While raptors are definitely the attraction for birding the area in winter, there have been some other trends in recent years that are certainly interesting.  I started birding 16 years ago, and during those first few winters when I would bird this area, it was always surprising to run across a stray Western Meadowlark here or there.  In recent years, it seems like more and more Meadowlarks stay in the area all winter long, and today, I came across literally hundreds and hundreds.  I also came across two large flocks of American Robins, a species that does sometimes overwinter in the area in small numbers, but there were probably at least 100 Robins in each flock I saw today.  Southeast of Presho, there also have been large numbers of Red-winged Blackbirds that have been overwintering in recent years.

Three different species of birds, each of which is found in ever-increasing numbers in winter over the last several years…hmmm…I wonder what the cause could be?  It’s almost as if there’s some kind of “warming” effect that’s enabling them to overwinter.  Perhaps someday scientists will discover what’s behind such a change in climate.  🙂

Rattlesnakin! Family fun for all…

Prairie Rattlesnake photo - Crotalus viridis

A Prairie Rattlesnake, curled up in a weedy spot right next to the burrow of a prairie dog.

I had never seen a rattlesnake before until 4 years ago.  I knew Prairie Rattlesnakes were found in much of South Dakota, but not in the eastern part of the state where I live.  A fellow birder posted something that fall, about not only finding some nice birds on a prairie dog town (e.g., Sprague’s Pipits and Burrowing Owls), but also noted that after a cool fall night, there were rattlesnakes out sunning on that warm fall day.

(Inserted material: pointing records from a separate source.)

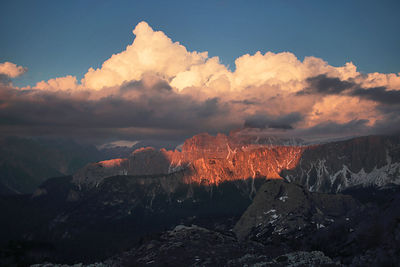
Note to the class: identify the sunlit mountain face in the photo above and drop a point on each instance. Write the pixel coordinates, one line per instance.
(161, 153)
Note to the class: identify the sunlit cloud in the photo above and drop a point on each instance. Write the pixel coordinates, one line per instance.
(156, 87)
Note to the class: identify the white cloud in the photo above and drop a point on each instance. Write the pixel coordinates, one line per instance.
(11, 70)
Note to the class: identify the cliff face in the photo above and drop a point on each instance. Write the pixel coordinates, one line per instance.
(332, 167)
(204, 159)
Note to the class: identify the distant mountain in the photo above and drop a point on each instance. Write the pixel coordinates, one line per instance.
(328, 167)
(26, 163)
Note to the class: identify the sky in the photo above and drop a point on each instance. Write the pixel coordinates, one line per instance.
(308, 68)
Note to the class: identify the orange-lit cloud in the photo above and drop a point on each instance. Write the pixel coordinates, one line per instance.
(11, 70)
(157, 86)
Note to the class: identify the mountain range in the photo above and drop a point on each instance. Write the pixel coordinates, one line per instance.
(259, 201)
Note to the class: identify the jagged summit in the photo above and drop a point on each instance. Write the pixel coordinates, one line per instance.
(203, 159)
(208, 159)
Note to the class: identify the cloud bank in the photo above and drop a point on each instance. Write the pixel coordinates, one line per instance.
(155, 88)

Rattlesnakes!  An 8-year old son!  What better father-son bonding activity than going “rattlesnakin’!!” I am SUCH a good father!  First actually, we went fishing in the morning on the Missouri River, below Oahe Dam by Pierre.  However by noon, with a nice warm sun starting to heat things up, we grabbed lunch and headed for that same prairie dog town. It didn’t take long to find sunning rattlesnakes.  They hang out in prairie dog burrows (presumably abandoned ones), coming out to sun during warm fall days.  On one prairie dog mound were 4 rattlesnakes, 3 quite large ones, and one very small one that couldn’t have been more than 12 inches long.  Great fun had by all!  Photos!  A son that, well…wasn’t quite enamored as I was in seeing poisonous snakes up close and personal.

Funny…my wife and sister also both gave me a bit of grief for PURPOSELY taking our son out to see poisonous snakes.  Silly family…they don’t know good clean fun when they see it!

Prairie Rattlesnake - Crotalus viridis

Another Prairie Rattlesnake, and this guy was a big boy. Probably the biggest I’ve seen.

I hadn’t been back out “rattlesnakin” again until this past week.  No, I didn’t bring my son this time, but I did the same thing…fish during the cool morning hours, and then look for rattlesnakes as the sun warmed the ground at the prairie dog town.  Rattlesnakes weren’t out in force like they were on that fall day of four years ago, but there were still a handful to be found, including probably the largest rattlesnake I’ve seen.

So, if you’re sitting at home on a warm fall day, wondering where to have some good clean family fun, don’t forget!  Rattlesnakin’….a family activity you ALL can enjoy!!